The walls and roof are the usual suspects when it comes to energy loss in a home but windows play a significant role too and are often overlooked when it comes to saving on energy bills. Windows enable the entry of natural light in the house. Moreover, they facilitate the occupants of a house to enjoy the views of the neighborhood or locality. In addition, they keep the house cross-ventilated. As such, houses with abundant windows will seldom look dull or feel stodgy.
However, there are many window treatments available, not only for decoration but for energy-saving and efficiency too. Various treatments are designed to enhance heat gain in the summer and minimize heat loss in the winter, but there are many different methods for you to choose from, some of the more specialized than others. You can learn more about them by checking out blogs like https://www.doraflood.com/2021/02/3-options-for-window-treatments/. Nevertheless, some of the options mentioned here can also be helpful. So, why not take a look at them?
Window blinds may be either horizontal or vertical and are more effective at reducing heat gain during warm weather than at keeping the heat in during cold snaps. The slats in interior blinds are particularly flexible and, unlike shades, they can be finely adjusted. When they are completely closed they can reduce heat gain in the summer by up to almost half. If you’re looking for a cost-effective approach to reduce heat absorption, Roller Blinds Melbourne or elsewhere may be the best alternative.

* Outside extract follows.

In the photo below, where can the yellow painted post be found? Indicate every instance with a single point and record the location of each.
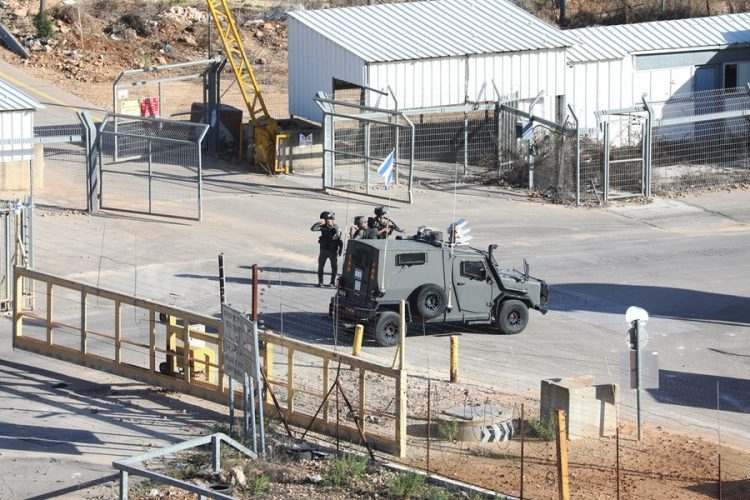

How well your curtains reduce heat gain and loss depends on a number of factors, including the colour and fabric type, such as open or closed weave. Heat gain can be reduced by 33 per cent when you use medium-coloured curtains with backings of white plastic. When you draw your curtains in cold weather, most types reduce heat loss by up to 10 per cent. To reduce convection, or heat exchange, hang the curtains very close to the windows. It will help if you install a cornice and seal the curtains at each end and in the centre where they meet.
An insulating panel consists of a core of foam board, which can be clipped to the inside of a window, with the edges sealed against the frame with Velcro or magnetic tape. You do not need latches or hinges and the treatment is relatively cheap. The panels have R-values (a measure of thermal resistance), typically between 4 and 7.
There is a wide range of shutters available to help reduce heat loss and gain in a home. Exterior shutters can be blended in with the architecture. They need to be drilled, mounted and hinged, and they often have a mechanical crank attached. They work best as shading in the summer; solid models are most effective at this and at reducing heat loss in winter.
Insulating shutters incorporate a vapour barrier and usually a decorative covering. When they are fitted snugly against the frame of a window, an insulating space is created between the window and the shutter.
Today there is a wider choice of window treatments than ever before, and they’re not merely just for decoration. The various shutters, shades, films and blinds on the market offer a whole raft of shading and sunning options, and these not only make a room look delightful but can also have a real impact on energy bills. In today’s world of heightened environmental awareness, choosing an energy-efficient window treatment makes sense both for the individual homeowner and for the planet as a whole.